Já a União Europeia investiu mais de € 500 milhões (R$ 3,1 bilhões) para financiar as vacinas em desenvolvimento. Os países dentro do bloco, além disso, também fizeram aportes próprios. A França e a Alemanha injetaram recursos em seus próprios laboratórios, Sanofi Pasteur e Curevac, na ordem de € 200 milhões (R$ 1,2 bilhão) e € 300 milhões (R$ 1,8 bilhão), respectivamente.
Por sua vez, o consórcio Covax Facility, da Organização Mundial da Saúde (OMS), que visa garantir acesso mais equitativo das vacinas aos países, também planeja angariar US$ 2 bilhões (R$ 10 bilhões) para cumprir seu objetivo.
Até mesmo a farmacêutica Sinovac, responsável pela Coronavac, testada no Brasil sob a liderança do Instituto Butantan (parceria que resultará em transferência de tecnologia para a entidade) recebeu um investimento bem superior ao planejado pelo governo Bolsonaro. Foram mais de US$ 500 milhões (R$ 2,5 bilhões) para impulsionar o imunizante.
O investimento pesado foi um dos responsáveis pela possibilidade de um rápido desenvolvimento e teste das vacinas, que já começaram a ser aplicadas em milhões de pessoas em diversos países, como EUA e Reino Unido, e até mesmo em vizinhos latinos, como Chile e México.

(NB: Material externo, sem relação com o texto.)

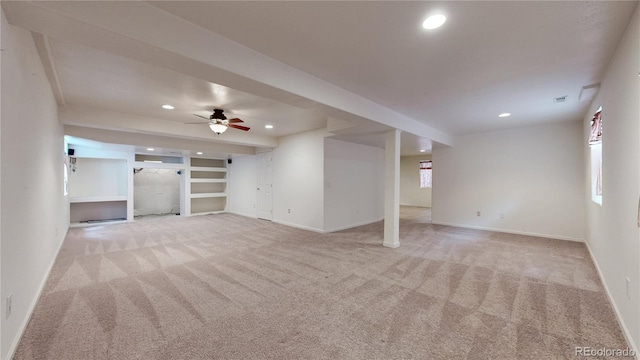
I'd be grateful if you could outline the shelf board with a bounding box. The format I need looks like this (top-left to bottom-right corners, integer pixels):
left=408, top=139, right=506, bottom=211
left=69, top=195, right=128, bottom=204
left=191, top=178, right=227, bottom=183
left=191, top=210, right=224, bottom=216
left=189, top=166, right=227, bottom=172
left=191, top=192, right=227, bottom=199
left=69, top=220, right=129, bottom=228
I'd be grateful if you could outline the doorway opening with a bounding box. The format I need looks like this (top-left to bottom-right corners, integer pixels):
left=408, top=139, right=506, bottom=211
left=133, top=168, right=181, bottom=220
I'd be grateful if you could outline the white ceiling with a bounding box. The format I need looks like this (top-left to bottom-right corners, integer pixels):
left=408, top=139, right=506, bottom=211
left=2, top=1, right=638, bottom=155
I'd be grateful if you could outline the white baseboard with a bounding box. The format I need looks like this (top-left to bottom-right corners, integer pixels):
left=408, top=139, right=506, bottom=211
left=5, top=227, right=69, bottom=360
left=431, top=220, right=585, bottom=242
left=227, top=211, right=258, bottom=219
left=585, top=241, right=640, bottom=360
left=324, top=217, right=384, bottom=233
left=271, top=220, right=324, bottom=234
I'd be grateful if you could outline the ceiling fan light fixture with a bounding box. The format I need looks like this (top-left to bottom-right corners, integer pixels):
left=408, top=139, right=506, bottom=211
left=209, top=123, right=227, bottom=135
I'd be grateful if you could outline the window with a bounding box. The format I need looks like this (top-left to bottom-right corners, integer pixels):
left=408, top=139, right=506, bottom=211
left=589, top=106, right=602, bottom=205
left=420, top=160, right=433, bottom=188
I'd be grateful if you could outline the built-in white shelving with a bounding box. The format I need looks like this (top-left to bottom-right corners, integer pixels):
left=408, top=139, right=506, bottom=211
left=191, top=179, right=227, bottom=183
left=191, top=193, right=227, bottom=199
left=69, top=195, right=127, bottom=204
left=189, top=158, right=227, bottom=215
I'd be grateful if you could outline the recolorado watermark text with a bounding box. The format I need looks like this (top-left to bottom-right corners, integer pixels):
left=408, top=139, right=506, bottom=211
left=576, top=346, right=636, bottom=357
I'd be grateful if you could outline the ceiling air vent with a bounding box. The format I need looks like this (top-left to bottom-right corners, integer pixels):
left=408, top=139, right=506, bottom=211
left=553, top=95, right=569, bottom=104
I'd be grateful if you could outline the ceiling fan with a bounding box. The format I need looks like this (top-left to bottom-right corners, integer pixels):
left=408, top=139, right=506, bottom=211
left=186, top=109, right=250, bottom=135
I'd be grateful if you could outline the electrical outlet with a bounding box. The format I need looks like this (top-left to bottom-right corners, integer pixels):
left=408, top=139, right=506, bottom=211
left=5, top=294, right=13, bottom=319
left=627, top=277, right=631, bottom=300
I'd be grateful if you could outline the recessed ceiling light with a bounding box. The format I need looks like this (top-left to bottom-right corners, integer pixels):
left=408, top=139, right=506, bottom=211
left=422, top=14, right=447, bottom=30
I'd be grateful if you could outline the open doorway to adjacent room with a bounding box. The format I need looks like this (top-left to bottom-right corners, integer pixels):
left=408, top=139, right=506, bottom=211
left=400, top=153, right=433, bottom=223
left=133, top=168, right=182, bottom=220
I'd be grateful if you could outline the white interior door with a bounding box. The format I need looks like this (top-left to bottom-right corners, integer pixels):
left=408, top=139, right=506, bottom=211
left=258, top=151, right=273, bottom=220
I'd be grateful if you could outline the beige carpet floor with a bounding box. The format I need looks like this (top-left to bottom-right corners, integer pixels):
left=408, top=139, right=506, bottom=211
left=15, top=208, right=627, bottom=359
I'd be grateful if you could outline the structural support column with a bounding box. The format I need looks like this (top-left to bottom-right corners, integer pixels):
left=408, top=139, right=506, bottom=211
left=382, top=129, right=400, bottom=248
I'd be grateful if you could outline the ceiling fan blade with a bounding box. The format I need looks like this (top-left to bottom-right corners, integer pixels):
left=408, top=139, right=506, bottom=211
left=229, top=124, right=251, bottom=131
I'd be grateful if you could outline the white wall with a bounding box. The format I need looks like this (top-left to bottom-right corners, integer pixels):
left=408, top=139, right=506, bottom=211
left=133, top=168, right=180, bottom=216
left=69, top=157, right=127, bottom=197
left=272, top=129, right=326, bottom=232
left=324, top=139, right=384, bottom=231
left=227, top=155, right=258, bottom=218
left=432, top=121, right=585, bottom=241
left=0, top=12, right=69, bottom=359
left=400, top=154, right=431, bottom=207
left=582, top=7, right=640, bottom=353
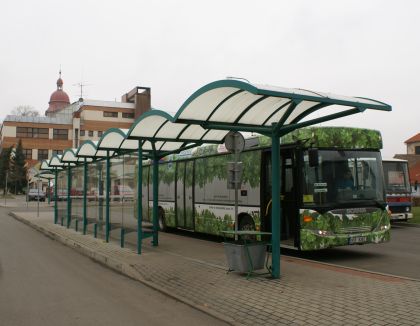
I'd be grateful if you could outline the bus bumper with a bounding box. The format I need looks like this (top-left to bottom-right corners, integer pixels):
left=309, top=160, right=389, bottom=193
left=300, top=227, right=391, bottom=251
left=390, top=213, right=413, bottom=221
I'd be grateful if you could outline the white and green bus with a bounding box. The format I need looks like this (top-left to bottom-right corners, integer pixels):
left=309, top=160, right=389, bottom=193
left=142, top=127, right=390, bottom=250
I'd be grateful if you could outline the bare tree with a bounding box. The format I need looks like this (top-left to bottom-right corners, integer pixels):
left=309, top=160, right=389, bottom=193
left=12, top=105, right=39, bottom=117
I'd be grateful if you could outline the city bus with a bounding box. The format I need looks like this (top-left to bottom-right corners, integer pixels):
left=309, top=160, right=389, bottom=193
left=382, top=159, right=413, bottom=221
left=142, top=127, right=390, bottom=250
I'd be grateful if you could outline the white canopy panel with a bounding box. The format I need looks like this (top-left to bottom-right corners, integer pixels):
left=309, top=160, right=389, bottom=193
left=174, top=79, right=391, bottom=128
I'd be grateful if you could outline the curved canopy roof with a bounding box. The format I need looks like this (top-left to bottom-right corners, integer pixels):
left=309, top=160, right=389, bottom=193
left=126, top=110, right=227, bottom=153
left=48, top=79, right=391, bottom=167
left=75, top=140, right=114, bottom=159
left=61, top=148, right=93, bottom=163
left=174, top=79, right=391, bottom=133
left=39, top=160, right=54, bottom=171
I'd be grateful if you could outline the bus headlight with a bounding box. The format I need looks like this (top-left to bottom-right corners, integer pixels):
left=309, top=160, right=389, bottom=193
left=379, top=225, right=391, bottom=231
left=318, top=230, right=331, bottom=237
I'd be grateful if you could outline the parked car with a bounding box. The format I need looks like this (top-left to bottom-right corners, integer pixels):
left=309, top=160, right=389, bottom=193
left=114, top=185, right=134, bottom=201
left=28, top=189, right=45, bottom=201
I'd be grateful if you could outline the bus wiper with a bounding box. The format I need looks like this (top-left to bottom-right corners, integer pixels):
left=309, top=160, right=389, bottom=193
left=372, top=199, right=386, bottom=209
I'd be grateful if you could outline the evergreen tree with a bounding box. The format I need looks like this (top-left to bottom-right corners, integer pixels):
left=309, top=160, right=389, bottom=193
left=0, top=147, right=13, bottom=193
left=9, top=139, right=26, bottom=195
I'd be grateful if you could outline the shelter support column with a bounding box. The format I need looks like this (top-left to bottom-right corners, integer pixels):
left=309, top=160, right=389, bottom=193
left=152, top=154, right=159, bottom=246
left=54, top=169, right=58, bottom=224
left=67, top=163, right=71, bottom=228
left=105, top=151, right=111, bottom=242
left=83, top=159, right=88, bottom=234
left=137, top=140, right=143, bottom=255
left=271, top=133, right=281, bottom=278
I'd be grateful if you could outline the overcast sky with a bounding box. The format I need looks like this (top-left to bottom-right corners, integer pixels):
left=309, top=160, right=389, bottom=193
left=0, top=0, right=420, bottom=157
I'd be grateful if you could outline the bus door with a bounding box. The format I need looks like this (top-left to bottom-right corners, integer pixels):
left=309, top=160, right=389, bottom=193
left=261, top=149, right=299, bottom=247
left=175, top=161, right=194, bottom=230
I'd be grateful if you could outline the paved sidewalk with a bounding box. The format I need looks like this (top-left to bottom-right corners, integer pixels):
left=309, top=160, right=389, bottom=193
left=8, top=212, right=420, bottom=325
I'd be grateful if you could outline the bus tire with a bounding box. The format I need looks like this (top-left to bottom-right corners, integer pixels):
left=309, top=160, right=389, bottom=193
left=158, top=207, right=166, bottom=231
left=238, top=214, right=255, bottom=231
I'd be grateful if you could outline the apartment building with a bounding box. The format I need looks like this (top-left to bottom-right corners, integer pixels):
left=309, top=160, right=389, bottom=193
left=0, top=72, right=151, bottom=166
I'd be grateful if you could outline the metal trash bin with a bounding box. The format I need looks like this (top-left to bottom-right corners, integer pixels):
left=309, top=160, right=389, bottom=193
left=223, top=242, right=267, bottom=273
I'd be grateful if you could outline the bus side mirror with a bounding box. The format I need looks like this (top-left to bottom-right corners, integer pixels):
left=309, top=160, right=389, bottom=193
left=308, top=148, right=319, bottom=167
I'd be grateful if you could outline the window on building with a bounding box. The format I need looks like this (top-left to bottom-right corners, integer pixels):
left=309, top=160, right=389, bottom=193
left=53, top=129, right=69, bottom=139
left=104, top=111, right=118, bottom=118
left=23, top=149, right=32, bottom=160
left=16, top=127, right=48, bottom=139
left=38, top=149, right=48, bottom=161
left=123, top=112, right=134, bottom=119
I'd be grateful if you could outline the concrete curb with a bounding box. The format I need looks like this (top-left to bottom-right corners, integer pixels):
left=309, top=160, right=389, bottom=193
left=391, top=222, right=420, bottom=228
left=284, top=255, right=420, bottom=282
left=9, top=212, right=243, bottom=326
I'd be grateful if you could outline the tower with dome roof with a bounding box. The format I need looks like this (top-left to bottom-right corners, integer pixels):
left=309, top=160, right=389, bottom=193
left=45, top=70, right=70, bottom=117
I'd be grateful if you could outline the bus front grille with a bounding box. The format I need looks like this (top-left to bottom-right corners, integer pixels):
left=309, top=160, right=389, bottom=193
left=337, top=226, right=372, bottom=233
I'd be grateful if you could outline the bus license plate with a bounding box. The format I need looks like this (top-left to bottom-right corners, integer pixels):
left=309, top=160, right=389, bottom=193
left=349, top=236, right=367, bottom=244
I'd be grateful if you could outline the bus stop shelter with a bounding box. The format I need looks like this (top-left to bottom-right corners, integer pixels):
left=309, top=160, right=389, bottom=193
left=42, top=79, right=391, bottom=278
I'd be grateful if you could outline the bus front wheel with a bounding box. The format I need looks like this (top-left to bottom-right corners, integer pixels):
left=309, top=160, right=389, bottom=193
left=238, top=215, right=255, bottom=231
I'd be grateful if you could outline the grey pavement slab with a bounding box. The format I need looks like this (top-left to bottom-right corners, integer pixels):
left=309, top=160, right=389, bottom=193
left=8, top=212, right=420, bottom=325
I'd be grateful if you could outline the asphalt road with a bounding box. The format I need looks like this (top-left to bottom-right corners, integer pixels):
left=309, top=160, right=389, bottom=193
left=282, top=224, right=420, bottom=280
left=0, top=208, right=225, bottom=326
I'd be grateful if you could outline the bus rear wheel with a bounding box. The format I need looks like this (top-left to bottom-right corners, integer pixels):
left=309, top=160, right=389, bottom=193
left=238, top=215, right=255, bottom=231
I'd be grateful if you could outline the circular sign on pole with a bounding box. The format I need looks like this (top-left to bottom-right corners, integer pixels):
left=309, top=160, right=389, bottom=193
left=225, top=131, right=245, bottom=153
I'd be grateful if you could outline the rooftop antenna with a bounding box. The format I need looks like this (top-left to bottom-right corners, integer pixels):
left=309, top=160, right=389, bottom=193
left=73, top=81, right=91, bottom=101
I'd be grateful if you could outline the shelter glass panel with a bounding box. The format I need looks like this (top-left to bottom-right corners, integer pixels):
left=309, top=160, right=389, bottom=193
left=54, top=170, right=67, bottom=225
left=70, top=166, right=84, bottom=230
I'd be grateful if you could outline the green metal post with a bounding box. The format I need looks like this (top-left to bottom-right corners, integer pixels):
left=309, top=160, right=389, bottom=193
left=47, top=178, right=51, bottom=206
left=152, top=154, right=159, bottom=246
left=83, top=159, right=88, bottom=234
left=105, top=151, right=111, bottom=242
left=67, top=163, right=71, bottom=228
left=121, top=228, right=125, bottom=248
left=271, top=134, right=281, bottom=278
left=137, top=140, right=143, bottom=255
left=54, top=169, right=58, bottom=224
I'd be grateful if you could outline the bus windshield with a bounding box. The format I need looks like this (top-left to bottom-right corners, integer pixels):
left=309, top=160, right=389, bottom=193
left=383, top=161, right=411, bottom=193
left=302, top=150, right=385, bottom=207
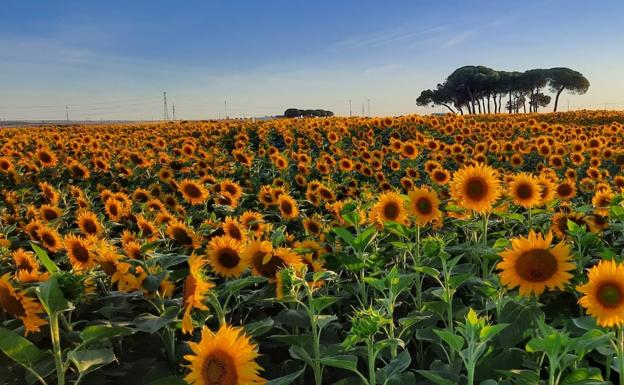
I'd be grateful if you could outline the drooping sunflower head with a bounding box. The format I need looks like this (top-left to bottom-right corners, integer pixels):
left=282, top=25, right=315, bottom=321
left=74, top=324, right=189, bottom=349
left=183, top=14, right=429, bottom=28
left=576, top=260, right=624, bottom=327
left=451, top=164, right=501, bottom=213
left=208, top=235, right=249, bottom=278
left=184, top=325, right=266, bottom=385
left=497, top=230, right=575, bottom=295
left=178, top=179, right=209, bottom=205
left=64, top=234, right=97, bottom=271
left=370, top=192, right=407, bottom=226
left=509, top=172, right=541, bottom=208
left=76, top=211, right=103, bottom=235
left=0, top=273, right=46, bottom=334
left=407, top=188, right=442, bottom=226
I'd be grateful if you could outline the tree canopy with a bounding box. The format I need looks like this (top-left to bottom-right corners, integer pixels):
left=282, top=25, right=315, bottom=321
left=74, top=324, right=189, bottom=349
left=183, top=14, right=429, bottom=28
left=416, top=66, right=589, bottom=114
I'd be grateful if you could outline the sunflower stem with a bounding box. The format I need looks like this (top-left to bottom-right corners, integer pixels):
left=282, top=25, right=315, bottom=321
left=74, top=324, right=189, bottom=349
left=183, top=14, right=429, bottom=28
left=616, top=325, right=624, bottom=385
left=50, top=312, right=65, bottom=385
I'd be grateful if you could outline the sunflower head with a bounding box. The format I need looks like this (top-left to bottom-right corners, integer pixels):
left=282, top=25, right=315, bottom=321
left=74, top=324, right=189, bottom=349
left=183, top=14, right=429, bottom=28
left=451, top=164, right=500, bottom=213
left=497, top=230, right=575, bottom=295
left=576, top=260, right=624, bottom=327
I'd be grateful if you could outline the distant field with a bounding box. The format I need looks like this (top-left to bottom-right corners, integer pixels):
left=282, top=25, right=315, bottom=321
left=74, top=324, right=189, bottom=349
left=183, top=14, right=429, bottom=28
left=0, top=111, right=624, bottom=385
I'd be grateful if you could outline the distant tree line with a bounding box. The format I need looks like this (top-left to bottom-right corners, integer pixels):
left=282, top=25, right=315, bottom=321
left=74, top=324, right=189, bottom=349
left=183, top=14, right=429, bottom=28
left=284, top=108, right=334, bottom=118
left=416, top=66, right=589, bottom=114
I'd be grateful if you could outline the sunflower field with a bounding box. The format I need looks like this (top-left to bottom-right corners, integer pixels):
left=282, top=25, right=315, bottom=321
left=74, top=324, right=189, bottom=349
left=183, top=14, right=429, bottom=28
left=0, top=111, right=624, bottom=385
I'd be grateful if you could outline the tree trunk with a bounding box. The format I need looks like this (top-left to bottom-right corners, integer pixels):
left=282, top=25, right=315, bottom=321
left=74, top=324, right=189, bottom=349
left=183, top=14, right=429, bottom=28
left=492, top=92, right=498, bottom=114
left=553, top=86, right=565, bottom=112
left=442, top=103, right=455, bottom=113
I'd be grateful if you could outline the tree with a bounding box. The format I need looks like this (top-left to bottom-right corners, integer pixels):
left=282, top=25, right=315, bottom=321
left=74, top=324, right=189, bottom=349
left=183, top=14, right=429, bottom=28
left=548, top=67, right=589, bottom=112
left=284, top=108, right=302, bottom=118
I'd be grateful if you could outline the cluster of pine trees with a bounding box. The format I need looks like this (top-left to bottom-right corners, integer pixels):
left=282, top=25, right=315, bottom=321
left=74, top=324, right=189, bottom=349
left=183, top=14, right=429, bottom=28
left=416, top=66, right=589, bottom=114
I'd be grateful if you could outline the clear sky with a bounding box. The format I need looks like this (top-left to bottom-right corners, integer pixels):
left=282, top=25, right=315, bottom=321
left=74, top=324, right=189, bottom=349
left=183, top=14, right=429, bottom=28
left=0, top=0, right=624, bottom=120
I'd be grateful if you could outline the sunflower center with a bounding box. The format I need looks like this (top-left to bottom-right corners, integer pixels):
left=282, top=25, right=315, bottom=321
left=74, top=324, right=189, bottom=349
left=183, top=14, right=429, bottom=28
left=383, top=202, right=400, bottom=221
left=217, top=248, right=240, bottom=269
left=280, top=200, right=293, bottom=215
left=416, top=198, right=433, bottom=215
left=516, top=184, right=533, bottom=200
left=184, top=184, right=202, bottom=198
left=557, top=183, right=572, bottom=197
left=71, top=242, right=89, bottom=262
left=82, top=219, right=97, bottom=234
left=598, top=283, right=622, bottom=308
left=516, top=249, right=557, bottom=282
left=0, top=285, right=26, bottom=318
left=201, top=350, right=238, bottom=385
left=466, top=178, right=488, bottom=201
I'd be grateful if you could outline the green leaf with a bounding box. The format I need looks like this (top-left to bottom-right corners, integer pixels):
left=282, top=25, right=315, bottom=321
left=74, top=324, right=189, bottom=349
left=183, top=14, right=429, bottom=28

Além disso, o Brasil já assinou compromisso para comprar algumas centenas de milhões de doses de vacinas, que já tiveram seu desenvolvimento acelerado desde logo depois do início da pandemia.
O Ministério defende ainda a necessidade de autonomia para enfrentar a Covid-19. "O apoio ao desenvolvimento de uma vacina nacional é fundamental na busca por autonomia tecnológica de nosso país", afirma a pasta em documento obtido pela Folha.
A pasta argumenta também que o país é hoje muito dependente da importação de bens para lidar com a crise. "Em diversas ocasiões, a exemplo do que aconteceu com a escassez de testes diagnósticos e ventiladores no início das ações de enfrentamento da Covid-19, foi possível perceber que estamos demasiadamente dependentes da importação de produtos para a saúde", afirma o texto.
Segundo a pasta, a não edição da medida pode impedir os ensaios clínicos e, consequentemente, interromper o desenvolvimento de uma vacina nacional contra a Covid.
A ideia foi ventilada após o governo ter editado uma medida provisória há menos de duas semanas liberando R$ 20 bilhões em créditos extraordinários para assegurar recursos para a compra de vacinas e também para despesas com insumos, logística, comunicação e outras necessidades para a imunização.
Apesar das iniciativas, o Brasil ainda não iniciou a vacinação contra a Covid-19. Na última semana, o governo de São Paulo anunciou que a Coronavac (desenvolvida pelo laboratório chinês Sinovac) teve eficácia superior a 50% nos testes feitos em parceria com o Instituto Butantan e terá registro pedido à Anvisa (Agência Nacional de Vigilância Sanitária).
Enquanto isso, países latinos como Chile, México e Costa Rica já iniciaram a imunização da população. No mundo, Reino Unido, Estados Unidos, Canadá, Arábia Saudita, Rússia, Israel e Suíça também já começaram a vacinar. Nos EUA, mais de 1 milhão de americanos já receberam a primeira dose da vacina em dez dias de campanha.